Jason, now 52, reflected on what might have helped him when he was in crisis.

"It's hard for me to know for certain if there could have been any magical words that would have convinced me to seek help or to feel heard and loved, but looking back, I believe if someone I trusted had said, 'Jason, I know something is wrong. Your behavior isn't normal. How can I help?' I might have felt accepted and cared for and more inclined to open up," he said.

Advocates who work in suicide prevention say being aware of potential warning signs of suicide can be lifesaving, along with being present for those who might be having suicidal thoughts.

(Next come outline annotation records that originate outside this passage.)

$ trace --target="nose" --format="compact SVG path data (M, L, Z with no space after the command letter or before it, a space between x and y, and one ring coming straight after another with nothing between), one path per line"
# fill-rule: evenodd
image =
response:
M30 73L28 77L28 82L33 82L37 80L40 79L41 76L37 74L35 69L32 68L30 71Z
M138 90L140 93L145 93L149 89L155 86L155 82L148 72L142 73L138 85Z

Research shows that rates of suicidal behavior have increased disproportionately among young people of color over the last few decades. Rates are highest among Black Americans 25 to 34 years of age, predominantly affecting young men. Black girls have the highest rates of suicide attempts, and young Black children between 5 and 12 have almost twice the suicide rate of their white counterparts.

The majority of people who die from suicide exhibit some signs beforehand. Whitney Boyer Shumway, president of the board of directors for the Missouri chapter of the American Foundation for Suicide Prevention, is also a suicide attempt survivor. She says to watch for cues like out-of-character behavior or significant changes in a person's mood. They may even say phrases like: "It's so pointless," "I wish I could go to bed and not wake up anymore" or "I hate my life."

One way to start a conversation is by noting specific changes in the person's behavior or mood, saying you are concerned and that you want to help. It's critical to be nonjudgmental and to ask directly if the person has had thoughts of hurting themselves, Shumway said.

If the answer is yes, ask if they have a plan.

"The goal is to keep them safe for now and connect them with resources to keep them safe (going forward)," she said. "Ultimately, you're only going to be able to provide that immediate assistance, like first aid. Your goal is to get them help."

Keeping a person safe in the short term may involve removing any lethal means to which they have access. If they have access to a gun, for example, consider asking: "Would you be OK with me holding on to that firearm to keep you safe for now?" You can also ask if the gun can be locked in a safe, with the key provided to you temporarily, or if a gun lock can be placed on the firearm itself.

It's also helpful to ask if the person has a friend or family member who can stay the night with them, or a place they can stay with others if they live alone.

As important as what you say is knowing what not to say:

-- Avoid trying to "fix it" if someone is sharing feelings of suicidal ideation.

-- Avoid debating the value of life or minimizing the person's feelings or problems.

-- Avoid passing judgment on a person's feelings.

"Individuals (who are suicidal) are experiencing intense tunnel vision," Shumway said. "Their logical mind is not processing or thinking of another way out of the pain they are enduring."

Tom (last name withheld), 45, has struggled with post-traumatic stress disorder and suicidal thoughts since he was a teenager. He's tried exercise, meditation, medicine and therapy to keep those thoughts at bay. In his darkest moments, he describes feeling like a balloon that might float away. At those times, it's helpful when close friends ask how they can help and tell him that they care.

"It shows you that there's a person in your life who is trying to ground you to the here and now instead of letting you float away," he said.

Conversations that shift him away from the temptation to die are also helpful.

Being empathetic, supportive and present -- without freaking out -- makes a difference, he said.

Jason shared similar sentiments and encouraged others to talk to their children, especially teens and young adults, about their emotions.

"The more open you are about feelings and emotions -- both yours and theirs -- the more comfortable they will be," he wrote.

If you or someone you know is in crisis, please call 988 to be connected to the National Suicide Prevention Lifeline or 911 if a person is in immediate danger.